Bookies, too, are gearing up for an early date. Paddy Power has an unprecedented 18-year accumulator bet on the royal baby, while William Hill has odds of 16-1 on today as the birth date. Around the world, royal watchers are preparing, too.
Last week, the Finnish government sent a maternity package containing clothing, towels and toys to Kensington Palace. In its attempt to report the news first, the American magazine Life & Style even printed the headline “Kate’s Dramatic Delivery” on the front of its July 8 issue, out this week. “Her family and a security team rush to the hospital — but William’s torn from his wife’s side,” reads an ill-judged teaser.
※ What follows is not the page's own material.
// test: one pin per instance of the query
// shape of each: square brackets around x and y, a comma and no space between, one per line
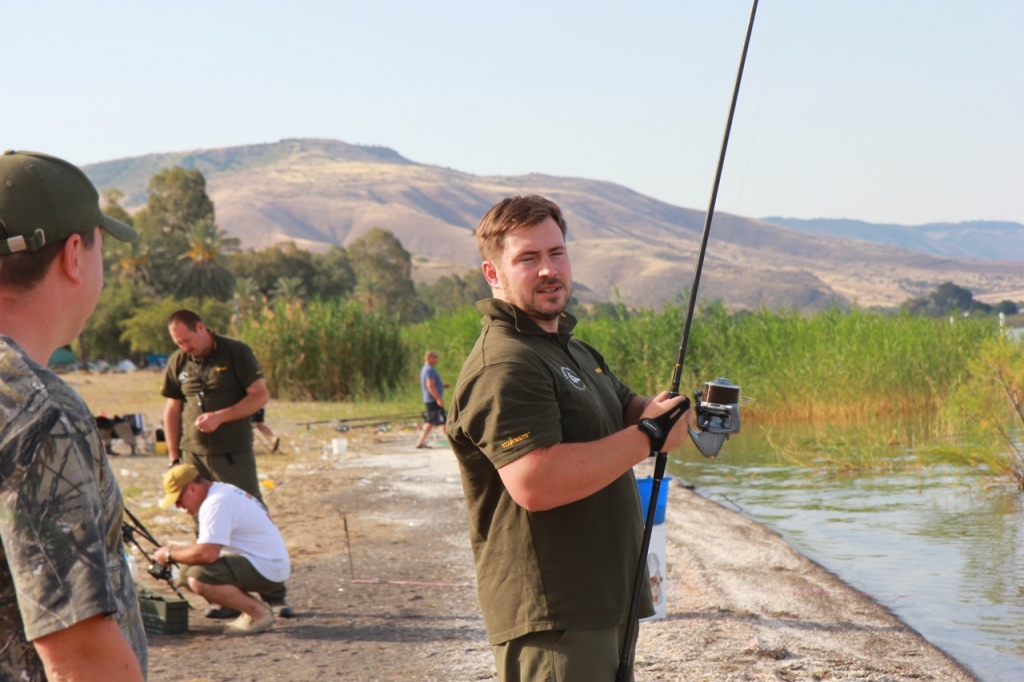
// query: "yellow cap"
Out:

William will not be taking any time off from his duties at RAF Valley on Anglesey before the birth (so no clues about the due date there). The RAF has stressed that he will be treated the same as any other pilot whose wife is expecting: they operate a “rolling contingency” plan, arranging shift patterns so expectant fathers aren’t flying on or around the due date. Sqn Leader Dave Webster, spokesman for RAF Valley, says: “If possible, we wouldn’t put someone in the situation where they are flying at the time they are expecting their wife to give birth, as it would be a distraction to them and their crew. If the baby comes early we can pull people in at short notice to cover.”
When Kate does go into labour, it has been suggested that William will have a helicopter on standby to take him to London. St Mary’s doesn’t have a helipad but Kensington Palace is less than a mile away, and it is probable that William would land in Perk’s Field, a space behind the palace that the royal household rents out as a helipad.